Satire: School declares dress code epidemic

Sophomores+Alejandro+Cstikovits%2C+Cameron+Crocket%2C+and+Ben+Butler+contemplate+their+lives+after+being+dress+coded.

Sophomores Alejandro Cstikovits, Cameron Crocket, and Ben Butler contemplate their lives after being dress coded.

Grade level principals across the board declared a state of learning emergency yesterday in response to a rising “Dress Code Epidemic” sweeping the school.

Witnesses described the hallways as scenes of “pure horror and chaos” as lines of dress coded students stretched around the Rotunda. More than 80 percent of the students were male, according to school records.

“I’ve never seen anything like it,” teacher Stic Ler said. “We’ve done everything in our control to stop the boys from breaking dress code, but nothing has worked. We’re really worried about the detrimental impacts this will have on girls’ classroom experiences. How can we expect them to concentrate with such visual distractions?”

The most common citations for dress code violations this year have been Under Armour shirts and shorts, tank tops that reveal biceps, bow ties and short shorts, often called “chubbies.”

“The Under Armour shirts and pants are much too tight,” Ler said. “Some would even call them a second skin. The chubbies reveal way too much leg, and tank tops do not meet the mid upper arm requirement. If biceps are showing, girls must not be focused on the lesson. I know how it is. I used to be a teenage girl, too.”

A number of junior and senior male students, who claim the dress code unfairly targets boys, are organizing a protest of the contested policies.

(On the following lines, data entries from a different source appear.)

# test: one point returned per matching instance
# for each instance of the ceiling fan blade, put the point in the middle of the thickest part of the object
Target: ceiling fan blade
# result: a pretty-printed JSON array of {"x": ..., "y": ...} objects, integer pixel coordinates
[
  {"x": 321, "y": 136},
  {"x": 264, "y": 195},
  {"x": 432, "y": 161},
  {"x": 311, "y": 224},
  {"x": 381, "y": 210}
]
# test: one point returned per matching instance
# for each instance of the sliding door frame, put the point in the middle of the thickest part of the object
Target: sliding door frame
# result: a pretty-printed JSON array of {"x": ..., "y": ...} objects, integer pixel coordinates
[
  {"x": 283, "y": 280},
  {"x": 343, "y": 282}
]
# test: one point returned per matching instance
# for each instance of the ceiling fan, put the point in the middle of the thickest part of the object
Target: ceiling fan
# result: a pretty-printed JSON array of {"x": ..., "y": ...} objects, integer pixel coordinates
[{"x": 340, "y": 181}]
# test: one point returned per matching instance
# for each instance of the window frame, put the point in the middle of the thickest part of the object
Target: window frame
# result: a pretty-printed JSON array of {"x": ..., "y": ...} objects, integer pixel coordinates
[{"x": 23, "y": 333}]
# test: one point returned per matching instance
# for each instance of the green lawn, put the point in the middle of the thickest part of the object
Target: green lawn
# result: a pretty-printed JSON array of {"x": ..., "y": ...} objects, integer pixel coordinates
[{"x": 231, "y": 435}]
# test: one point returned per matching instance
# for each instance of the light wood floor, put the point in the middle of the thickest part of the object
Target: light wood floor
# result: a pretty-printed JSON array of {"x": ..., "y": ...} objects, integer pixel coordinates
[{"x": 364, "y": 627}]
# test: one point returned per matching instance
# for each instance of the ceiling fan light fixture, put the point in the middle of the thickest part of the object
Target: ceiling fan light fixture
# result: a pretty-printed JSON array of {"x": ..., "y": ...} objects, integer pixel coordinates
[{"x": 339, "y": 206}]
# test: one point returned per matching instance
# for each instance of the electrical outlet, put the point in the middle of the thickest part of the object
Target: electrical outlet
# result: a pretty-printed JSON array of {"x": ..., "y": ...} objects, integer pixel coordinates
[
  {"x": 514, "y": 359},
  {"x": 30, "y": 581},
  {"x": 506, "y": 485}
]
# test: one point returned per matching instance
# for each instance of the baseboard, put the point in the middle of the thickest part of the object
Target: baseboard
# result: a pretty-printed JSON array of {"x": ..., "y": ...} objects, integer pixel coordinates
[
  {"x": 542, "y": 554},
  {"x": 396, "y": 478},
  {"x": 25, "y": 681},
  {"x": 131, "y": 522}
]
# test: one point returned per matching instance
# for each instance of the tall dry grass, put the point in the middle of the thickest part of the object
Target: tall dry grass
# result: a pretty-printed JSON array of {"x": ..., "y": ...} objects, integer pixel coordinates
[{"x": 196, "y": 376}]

“The dress code policy as it stands is sexist,” junior and protest organizer Fhrat Boi said. “When dozens of boys are sent out of class each day to change their clothes and miss lessons because of it, the message is clear: girls’ education is more important than ours.”

Male students believe that the dress code is unjust, going so far as to say that it condones ‘promiscuous-man shaming’.

“When I get dress coded people look at me different,” Boi said. “It’s like I did something wrong. I didn’t wake up this morning thinking about how tight my athletic shirt was. I just wanted to wear it.”